In the last 12 months, the biggest contributor to cost increases for UK apple and pear growers has been labour. Labour makes up around 40% of all grower costs, so the cost has a big impact on potential orchard profitability.
“When growers calculate orchard profitability, they look back to see how costs, like labour, have increased.” Explained Capper. “Back in 2014, a grower thinking about planting a Gala orchard would have checked back over the previous decade and seen labour cost inflation running at 4% per annum. That would have meant the new orchard would be profitable by year 10 or 12 of its 18-year life. However, since 2015, labour cost inflation has been running at 7% per annum. Following the same calculation, a new Gala orchard would never reach profitability. Growing apples and pears in the UK is just not profitable right now.”
With costs outstripping returns, growers are having to cut back on future investment in new varieties, new machinery, cold storage and packhouse infrastructure. This will be a slow painful death without increased returns.
“Some growers are even grubbing orchards and moving out of apple and pear growing altogether. That is a tragedy.” Continued Capper. “We have the ideal conditions for growing the best quality apples and pears in the world. Consumers need access to home-grown healthy fruit and that’s going to be at risk in future years if investment is cut back now.”

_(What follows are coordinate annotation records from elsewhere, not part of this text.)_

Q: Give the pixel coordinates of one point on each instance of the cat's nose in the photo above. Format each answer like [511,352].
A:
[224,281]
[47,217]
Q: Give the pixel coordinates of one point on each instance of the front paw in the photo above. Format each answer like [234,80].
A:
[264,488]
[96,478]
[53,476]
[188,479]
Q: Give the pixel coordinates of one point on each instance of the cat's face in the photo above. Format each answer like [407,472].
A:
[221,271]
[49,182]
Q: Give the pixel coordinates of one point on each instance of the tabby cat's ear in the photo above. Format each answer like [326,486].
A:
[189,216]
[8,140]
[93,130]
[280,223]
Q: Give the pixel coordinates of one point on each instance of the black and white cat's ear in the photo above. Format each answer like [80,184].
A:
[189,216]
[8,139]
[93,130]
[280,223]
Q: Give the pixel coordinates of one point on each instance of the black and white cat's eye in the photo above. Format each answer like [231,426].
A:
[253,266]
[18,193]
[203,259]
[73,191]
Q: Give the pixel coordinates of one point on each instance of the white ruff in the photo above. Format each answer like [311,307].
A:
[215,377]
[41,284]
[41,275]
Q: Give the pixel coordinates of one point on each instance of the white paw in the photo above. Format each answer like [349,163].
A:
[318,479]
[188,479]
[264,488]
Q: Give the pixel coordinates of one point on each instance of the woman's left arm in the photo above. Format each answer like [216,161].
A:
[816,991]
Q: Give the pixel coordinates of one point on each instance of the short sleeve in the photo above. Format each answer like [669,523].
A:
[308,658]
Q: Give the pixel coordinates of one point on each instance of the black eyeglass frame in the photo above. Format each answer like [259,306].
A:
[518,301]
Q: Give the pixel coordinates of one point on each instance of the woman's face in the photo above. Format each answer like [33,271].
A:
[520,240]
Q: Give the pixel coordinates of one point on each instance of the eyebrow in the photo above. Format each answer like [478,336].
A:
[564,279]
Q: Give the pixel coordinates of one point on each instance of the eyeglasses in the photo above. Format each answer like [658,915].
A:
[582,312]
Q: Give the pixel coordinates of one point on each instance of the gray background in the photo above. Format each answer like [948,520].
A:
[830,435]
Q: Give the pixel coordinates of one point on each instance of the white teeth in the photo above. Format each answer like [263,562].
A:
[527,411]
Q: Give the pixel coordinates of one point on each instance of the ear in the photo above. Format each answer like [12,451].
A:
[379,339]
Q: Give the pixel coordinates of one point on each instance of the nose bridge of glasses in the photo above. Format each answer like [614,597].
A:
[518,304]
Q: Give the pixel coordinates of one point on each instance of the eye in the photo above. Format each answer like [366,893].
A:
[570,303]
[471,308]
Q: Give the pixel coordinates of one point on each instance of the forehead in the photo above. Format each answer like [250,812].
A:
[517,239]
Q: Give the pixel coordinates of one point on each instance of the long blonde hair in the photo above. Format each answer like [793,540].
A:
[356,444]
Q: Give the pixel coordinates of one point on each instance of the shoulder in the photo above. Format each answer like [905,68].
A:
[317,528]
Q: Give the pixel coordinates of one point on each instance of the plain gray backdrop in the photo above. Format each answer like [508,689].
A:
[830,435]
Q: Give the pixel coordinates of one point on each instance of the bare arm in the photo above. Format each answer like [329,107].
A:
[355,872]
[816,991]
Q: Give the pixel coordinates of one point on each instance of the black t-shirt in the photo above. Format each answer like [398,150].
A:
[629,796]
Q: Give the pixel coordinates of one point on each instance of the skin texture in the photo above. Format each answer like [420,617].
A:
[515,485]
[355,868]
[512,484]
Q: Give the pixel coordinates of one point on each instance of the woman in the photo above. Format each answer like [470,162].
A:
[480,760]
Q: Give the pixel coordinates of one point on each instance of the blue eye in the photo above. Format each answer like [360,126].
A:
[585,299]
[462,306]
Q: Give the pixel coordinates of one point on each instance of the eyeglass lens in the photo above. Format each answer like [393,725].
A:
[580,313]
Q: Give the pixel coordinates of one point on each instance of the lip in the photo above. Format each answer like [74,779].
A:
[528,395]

What apple and pear growing businesses need is long term sustainable profits and fair retail relationships. Capper said: ““We are very grateful to those supermarkets that are supporting growers – especially around the start of the British season, and in some cases with cost price increases to help fight inflation. We now need all retailers to take pride in championing their British growers to support sustainable profits and reinvestment for future fruit supply.”